Caregiver Timesheet Template: What to Track and Why It Matters for Medicaid

A caregiver timesheet is not just a payroll tool. It is your primary defense in a Medicaid lookback audit, your evidence in sibling disputes, and your documentation trail for tax compliance. If you are being paid to care for a family member — through Medicaid, VA benefits, or a private personal care agreement — logging daily hours and tasks is not optional.

Why Timesheets Matter

Medicaid lookback protection. State Medicaid agencies review five years of financial transactions when someone applies for long-term care coverage. Payments to a family caregiver without corresponding documentation of services rendered are classified as gifts — triggering penalty periods of Medicaid ineligibility. Detailed timesheets prove the payments were legitimate compensation for actual care.

Payroll accuracy. Whether you use a Fiscal Intermediary (for Medicaid self-directed programs) or a household payroll service (for private-pay arrangements), someone needs to know how many hours the caregiver worked each week to calculate accurate wages and tax withholdings.

Sibling transparency. When one sibling provides daily care and receives compensation from a parent's funds, other siblings may question whether the arrangement is fair. A daily timesheet creates an objective record that anyone can review — dates, hours, specific tasks performed.

VA program compliance. The VA's PCAFC and Veteran-Directed Care programs require ongoing documentation that the caregiver is providing the level of care that justified the stipend or budget allocation. Timesheets support clinical reassessments.

What a Caregiver Timesheet Should Include

Every entry should capture:

Date and day of week. Establish a continuous daily record. Gaps in the log raise questions during audits.

Start time and end time. Record actual clock-in and clock-out times. If you are a live-in caregiver, log the specific hours during which you actively performed care tasks — not the full 24-hour day.

Tasks performed. List specific activities of daily living (ADLs) and instrumental activities (IADLs):

  • Bathing, grooming, dressing assistance
  • Medication administration and reminders
  • Meal preparation and feeding assistance
  • Toileting and incontinence care
  • Transfers (bed to wheelchair, wheelchair to car)
  • Transportation to medical appointments
  • Light housekeeping related to the care recipient
  • Medical equipment maintenance

Observations and notes. Brief clinical observations make the timesheet valuable beyond payroll: changes in mobility, appetite, mood, or cognitive function. These notes help physicians track condition progression and support clinical reassessment for program renewals.

Caregiver and care recipient signatures.

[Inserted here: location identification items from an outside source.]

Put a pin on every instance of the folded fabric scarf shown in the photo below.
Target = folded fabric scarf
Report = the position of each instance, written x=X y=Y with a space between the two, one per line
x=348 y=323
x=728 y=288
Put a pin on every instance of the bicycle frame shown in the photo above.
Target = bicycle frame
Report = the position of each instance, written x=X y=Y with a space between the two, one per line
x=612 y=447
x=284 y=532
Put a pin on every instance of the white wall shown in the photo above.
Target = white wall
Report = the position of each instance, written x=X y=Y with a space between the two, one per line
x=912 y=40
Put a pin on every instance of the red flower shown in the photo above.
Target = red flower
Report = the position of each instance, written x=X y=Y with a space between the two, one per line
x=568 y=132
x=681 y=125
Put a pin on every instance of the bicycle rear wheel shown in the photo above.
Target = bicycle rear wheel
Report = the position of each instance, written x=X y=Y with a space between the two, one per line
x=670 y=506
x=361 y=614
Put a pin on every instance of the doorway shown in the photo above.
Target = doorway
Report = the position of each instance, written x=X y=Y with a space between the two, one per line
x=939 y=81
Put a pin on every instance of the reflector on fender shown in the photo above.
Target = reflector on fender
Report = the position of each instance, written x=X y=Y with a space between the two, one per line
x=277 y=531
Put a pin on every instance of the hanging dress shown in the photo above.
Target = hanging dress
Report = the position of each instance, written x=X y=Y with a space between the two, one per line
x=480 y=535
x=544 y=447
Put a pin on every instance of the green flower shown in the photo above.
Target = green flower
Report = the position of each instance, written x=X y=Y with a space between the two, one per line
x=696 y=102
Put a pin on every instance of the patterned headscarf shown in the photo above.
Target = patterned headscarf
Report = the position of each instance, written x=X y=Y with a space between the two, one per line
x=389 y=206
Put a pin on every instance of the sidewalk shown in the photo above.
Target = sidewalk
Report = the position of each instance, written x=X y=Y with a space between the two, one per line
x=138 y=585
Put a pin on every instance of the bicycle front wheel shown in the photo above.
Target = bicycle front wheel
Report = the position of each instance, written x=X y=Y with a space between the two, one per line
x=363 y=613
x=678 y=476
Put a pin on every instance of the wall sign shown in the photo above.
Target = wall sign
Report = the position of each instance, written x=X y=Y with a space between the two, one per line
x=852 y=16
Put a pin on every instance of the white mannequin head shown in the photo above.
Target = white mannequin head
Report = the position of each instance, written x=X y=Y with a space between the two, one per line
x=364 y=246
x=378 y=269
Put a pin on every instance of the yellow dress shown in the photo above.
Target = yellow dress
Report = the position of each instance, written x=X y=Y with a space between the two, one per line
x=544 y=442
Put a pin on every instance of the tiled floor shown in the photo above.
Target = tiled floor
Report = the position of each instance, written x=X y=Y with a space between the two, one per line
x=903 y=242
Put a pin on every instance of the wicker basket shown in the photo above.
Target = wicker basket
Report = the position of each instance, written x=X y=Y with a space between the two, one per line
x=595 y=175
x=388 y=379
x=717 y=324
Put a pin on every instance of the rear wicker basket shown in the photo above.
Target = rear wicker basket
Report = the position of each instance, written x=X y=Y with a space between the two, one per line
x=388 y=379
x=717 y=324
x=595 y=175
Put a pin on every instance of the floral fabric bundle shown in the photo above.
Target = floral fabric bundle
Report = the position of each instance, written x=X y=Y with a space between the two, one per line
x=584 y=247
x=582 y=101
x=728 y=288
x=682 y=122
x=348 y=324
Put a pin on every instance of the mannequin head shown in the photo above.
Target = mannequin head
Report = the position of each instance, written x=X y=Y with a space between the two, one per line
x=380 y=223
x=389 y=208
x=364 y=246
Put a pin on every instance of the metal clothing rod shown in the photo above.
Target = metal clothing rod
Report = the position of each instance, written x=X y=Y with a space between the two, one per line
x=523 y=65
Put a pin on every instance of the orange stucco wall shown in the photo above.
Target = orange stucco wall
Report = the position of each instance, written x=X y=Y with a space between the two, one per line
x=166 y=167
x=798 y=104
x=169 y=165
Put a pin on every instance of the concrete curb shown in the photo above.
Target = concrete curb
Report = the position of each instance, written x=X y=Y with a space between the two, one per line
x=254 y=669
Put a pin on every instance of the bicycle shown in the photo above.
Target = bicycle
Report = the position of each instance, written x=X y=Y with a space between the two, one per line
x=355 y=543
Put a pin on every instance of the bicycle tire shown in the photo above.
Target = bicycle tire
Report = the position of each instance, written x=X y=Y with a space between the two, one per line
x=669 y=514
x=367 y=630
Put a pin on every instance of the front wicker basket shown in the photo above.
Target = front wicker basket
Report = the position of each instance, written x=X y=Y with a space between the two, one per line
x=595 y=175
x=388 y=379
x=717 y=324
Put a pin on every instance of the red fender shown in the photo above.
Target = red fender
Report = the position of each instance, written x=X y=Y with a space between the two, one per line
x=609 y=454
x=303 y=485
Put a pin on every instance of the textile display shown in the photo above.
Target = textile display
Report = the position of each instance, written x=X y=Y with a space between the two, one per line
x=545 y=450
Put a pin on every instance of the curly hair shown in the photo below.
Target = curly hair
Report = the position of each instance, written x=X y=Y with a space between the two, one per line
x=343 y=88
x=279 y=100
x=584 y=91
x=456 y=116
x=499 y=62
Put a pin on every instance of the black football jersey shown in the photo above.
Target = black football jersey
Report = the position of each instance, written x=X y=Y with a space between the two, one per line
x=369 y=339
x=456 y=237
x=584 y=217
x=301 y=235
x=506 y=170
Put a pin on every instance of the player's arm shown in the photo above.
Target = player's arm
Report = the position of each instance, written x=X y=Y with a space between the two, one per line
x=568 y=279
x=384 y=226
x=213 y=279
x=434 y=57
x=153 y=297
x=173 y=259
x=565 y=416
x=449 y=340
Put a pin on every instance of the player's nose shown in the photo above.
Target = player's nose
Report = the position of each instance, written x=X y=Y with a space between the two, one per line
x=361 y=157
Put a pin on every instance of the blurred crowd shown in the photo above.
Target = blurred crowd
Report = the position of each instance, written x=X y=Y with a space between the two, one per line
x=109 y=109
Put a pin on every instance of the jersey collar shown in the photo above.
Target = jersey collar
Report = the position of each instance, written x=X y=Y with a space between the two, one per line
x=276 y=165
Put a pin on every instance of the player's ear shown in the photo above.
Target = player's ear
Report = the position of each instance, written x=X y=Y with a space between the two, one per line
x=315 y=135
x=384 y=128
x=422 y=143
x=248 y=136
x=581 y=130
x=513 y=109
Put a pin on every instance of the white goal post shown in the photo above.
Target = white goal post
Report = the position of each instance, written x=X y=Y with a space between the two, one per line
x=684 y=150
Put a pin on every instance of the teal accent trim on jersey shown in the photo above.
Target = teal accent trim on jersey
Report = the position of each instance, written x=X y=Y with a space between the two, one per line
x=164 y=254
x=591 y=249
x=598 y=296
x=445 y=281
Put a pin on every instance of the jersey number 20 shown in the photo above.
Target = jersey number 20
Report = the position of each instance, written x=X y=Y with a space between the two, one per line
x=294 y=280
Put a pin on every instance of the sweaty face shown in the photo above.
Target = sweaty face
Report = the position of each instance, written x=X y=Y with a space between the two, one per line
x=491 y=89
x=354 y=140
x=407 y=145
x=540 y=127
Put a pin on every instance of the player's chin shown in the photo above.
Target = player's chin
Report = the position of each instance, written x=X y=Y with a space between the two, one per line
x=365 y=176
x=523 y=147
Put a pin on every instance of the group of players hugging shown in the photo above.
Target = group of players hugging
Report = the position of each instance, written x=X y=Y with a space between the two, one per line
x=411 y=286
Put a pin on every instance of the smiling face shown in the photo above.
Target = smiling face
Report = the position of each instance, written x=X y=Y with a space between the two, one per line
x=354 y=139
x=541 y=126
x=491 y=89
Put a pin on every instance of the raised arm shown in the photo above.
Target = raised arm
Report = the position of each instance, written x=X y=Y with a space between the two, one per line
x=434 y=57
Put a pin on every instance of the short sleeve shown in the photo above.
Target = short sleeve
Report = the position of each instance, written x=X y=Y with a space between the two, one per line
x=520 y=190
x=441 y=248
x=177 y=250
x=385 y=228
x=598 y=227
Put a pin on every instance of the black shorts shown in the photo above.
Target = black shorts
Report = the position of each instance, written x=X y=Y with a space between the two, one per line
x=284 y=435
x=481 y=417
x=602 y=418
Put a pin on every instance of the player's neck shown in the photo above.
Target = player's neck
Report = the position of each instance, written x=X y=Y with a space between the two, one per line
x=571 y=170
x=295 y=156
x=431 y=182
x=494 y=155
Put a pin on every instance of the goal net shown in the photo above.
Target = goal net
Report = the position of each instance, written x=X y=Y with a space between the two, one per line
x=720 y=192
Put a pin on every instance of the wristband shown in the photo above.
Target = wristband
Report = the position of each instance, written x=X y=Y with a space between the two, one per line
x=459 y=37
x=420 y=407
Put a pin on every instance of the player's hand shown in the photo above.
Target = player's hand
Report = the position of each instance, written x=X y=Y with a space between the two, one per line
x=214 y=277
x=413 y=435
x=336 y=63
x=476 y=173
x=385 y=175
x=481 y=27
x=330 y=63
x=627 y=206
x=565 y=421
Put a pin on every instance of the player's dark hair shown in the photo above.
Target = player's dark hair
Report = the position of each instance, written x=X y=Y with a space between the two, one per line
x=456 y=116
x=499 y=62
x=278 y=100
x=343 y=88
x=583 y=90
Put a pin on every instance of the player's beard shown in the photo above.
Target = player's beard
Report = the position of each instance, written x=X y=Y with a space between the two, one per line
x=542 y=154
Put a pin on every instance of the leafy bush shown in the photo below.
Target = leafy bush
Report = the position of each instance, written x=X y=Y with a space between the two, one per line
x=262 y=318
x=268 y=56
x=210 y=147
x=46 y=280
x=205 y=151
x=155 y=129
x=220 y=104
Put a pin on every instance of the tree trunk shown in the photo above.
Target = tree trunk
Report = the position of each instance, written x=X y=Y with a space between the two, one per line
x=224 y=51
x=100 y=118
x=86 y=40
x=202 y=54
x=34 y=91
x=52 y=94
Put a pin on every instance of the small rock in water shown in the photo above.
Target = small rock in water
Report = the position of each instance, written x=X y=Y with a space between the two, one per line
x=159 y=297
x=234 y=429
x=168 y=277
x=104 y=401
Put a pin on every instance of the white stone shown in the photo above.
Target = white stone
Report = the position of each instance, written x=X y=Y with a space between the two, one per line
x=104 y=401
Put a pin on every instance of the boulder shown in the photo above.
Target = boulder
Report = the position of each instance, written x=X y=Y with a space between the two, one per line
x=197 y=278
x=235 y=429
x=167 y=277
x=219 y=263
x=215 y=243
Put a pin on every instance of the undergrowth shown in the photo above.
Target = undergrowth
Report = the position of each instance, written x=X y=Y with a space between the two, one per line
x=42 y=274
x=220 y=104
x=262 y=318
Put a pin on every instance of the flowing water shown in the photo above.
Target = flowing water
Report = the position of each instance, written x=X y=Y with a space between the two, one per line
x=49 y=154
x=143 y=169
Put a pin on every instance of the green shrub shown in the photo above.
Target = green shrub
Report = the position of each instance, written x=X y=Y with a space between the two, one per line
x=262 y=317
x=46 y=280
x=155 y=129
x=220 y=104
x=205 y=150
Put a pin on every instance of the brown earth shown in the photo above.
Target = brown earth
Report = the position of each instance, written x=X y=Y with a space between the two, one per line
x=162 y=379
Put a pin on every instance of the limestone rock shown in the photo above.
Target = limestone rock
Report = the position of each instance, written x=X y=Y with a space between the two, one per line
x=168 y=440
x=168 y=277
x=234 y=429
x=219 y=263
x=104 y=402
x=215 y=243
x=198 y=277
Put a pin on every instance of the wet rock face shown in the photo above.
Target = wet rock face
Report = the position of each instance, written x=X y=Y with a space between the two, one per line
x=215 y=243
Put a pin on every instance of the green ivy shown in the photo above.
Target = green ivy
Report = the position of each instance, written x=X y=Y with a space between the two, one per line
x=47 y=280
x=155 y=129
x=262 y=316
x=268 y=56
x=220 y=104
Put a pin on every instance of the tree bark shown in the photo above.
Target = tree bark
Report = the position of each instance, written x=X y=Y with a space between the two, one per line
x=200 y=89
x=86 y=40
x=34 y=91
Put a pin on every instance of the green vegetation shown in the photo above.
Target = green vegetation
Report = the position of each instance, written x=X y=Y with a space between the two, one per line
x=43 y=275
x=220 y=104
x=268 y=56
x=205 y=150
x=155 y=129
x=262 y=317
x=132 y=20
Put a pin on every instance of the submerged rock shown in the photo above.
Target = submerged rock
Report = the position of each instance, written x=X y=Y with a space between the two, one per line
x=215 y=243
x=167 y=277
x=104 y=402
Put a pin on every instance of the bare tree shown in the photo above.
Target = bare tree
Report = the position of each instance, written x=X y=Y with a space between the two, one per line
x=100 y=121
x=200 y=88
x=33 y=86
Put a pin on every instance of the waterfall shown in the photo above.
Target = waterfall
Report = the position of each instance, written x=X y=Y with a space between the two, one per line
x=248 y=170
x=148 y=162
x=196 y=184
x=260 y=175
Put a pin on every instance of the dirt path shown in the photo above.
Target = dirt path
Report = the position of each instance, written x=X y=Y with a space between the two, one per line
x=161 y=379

Both parties (or the care recipient's authorized representative) should sign each week's timesheet. For Medicaid programs, the Fiscal Intermediary typically requires this before processing payment.

Paper vs. Digital Timesheets

Paper timesheets work fine and are universally accepted. Print a weekly grid with columns for date, time in/out, tasks, notes, and signatures. Store completed sheets in a dedicated binder — you may need to produce them years later for a Medicaid audit.

Digital options include apps like CareZone, Lotsa Helping Hands, or simple spreadsheet templates. Some Medicaid Fiscal Intermediaries have their own electronic timesheet portals that the caregiver must use. Check with your FI before investing in a separate system.

The format matters less than the consistency. A simple, handwritten log filled out daily is stronger audit evidence than a beautifully designed digital system that the caregiver fills in from memory at the end of each month.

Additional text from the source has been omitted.